- Directed by: Cathal Ó Cuaig
- Produced by: Cathal Ó Cuaig]
- Starring: Tony MacMahon
- Cinematography: Séamus Deasy
- Edited by: Ronnie Quinlan
- Release date: 28 March 2019;
- Running time: 52 minutes
- Country: Ireland
- Language: English & Irish

= Slán leis an gCeol =

Slán leis an gCeol (lit. 'Farewell to Music') is a 2019 film documenting the life of Tony MacMahon, an Irish traditional musician. The film was directed and produced by Irish filmmaker Cathal Ó Cuaig.

The film premiered at the Temple Bar TradFest on the 26 January 2019 and was attended by the President of Ireland Michael D. Higgins as guest of honour. This screening was followed by a Q&A with Tony MacMahon and Cathal Ó Cuaig, hosted by Tristan Rosenstock.
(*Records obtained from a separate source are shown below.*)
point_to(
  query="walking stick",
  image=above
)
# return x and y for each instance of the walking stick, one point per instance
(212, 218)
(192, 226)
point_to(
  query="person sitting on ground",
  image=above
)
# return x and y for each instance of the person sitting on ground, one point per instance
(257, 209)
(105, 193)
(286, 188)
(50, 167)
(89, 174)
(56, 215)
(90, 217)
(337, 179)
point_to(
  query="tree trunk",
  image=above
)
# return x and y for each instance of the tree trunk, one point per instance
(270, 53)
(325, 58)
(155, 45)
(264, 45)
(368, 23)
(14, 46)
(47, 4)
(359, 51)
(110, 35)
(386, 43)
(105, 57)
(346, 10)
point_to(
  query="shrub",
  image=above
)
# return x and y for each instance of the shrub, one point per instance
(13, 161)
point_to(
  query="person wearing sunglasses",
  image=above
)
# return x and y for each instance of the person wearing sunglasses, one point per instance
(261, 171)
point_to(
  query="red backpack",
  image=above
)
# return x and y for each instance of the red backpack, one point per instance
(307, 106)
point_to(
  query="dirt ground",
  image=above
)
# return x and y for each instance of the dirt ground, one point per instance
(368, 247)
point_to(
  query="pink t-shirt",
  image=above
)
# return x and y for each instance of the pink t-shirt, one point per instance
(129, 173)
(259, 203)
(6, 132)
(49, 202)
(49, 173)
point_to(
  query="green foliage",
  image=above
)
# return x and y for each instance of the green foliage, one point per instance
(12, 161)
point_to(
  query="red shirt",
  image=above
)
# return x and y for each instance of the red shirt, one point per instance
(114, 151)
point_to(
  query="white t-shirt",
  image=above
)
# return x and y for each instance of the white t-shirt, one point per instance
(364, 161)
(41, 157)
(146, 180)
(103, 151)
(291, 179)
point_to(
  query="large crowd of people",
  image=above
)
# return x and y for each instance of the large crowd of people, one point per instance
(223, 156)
It also was shown at the 2019 Dingle International Film Festival on 24 March 2019. It was first broadcast on RTÉ One television on the 28 March 2019.

It won the Celtic Media Festival's Torc Award for Excellence in the Arts category in 2020. It has also won the European Prix CIRCOM Regional Programme Award in 2020 in the Music & Arts category.

The film was broadcast on Croatian Television Broadcaster HRT on 14 May 2021. On 15 June 2021, the Galician Television Channel CRTVG also broadcast the film.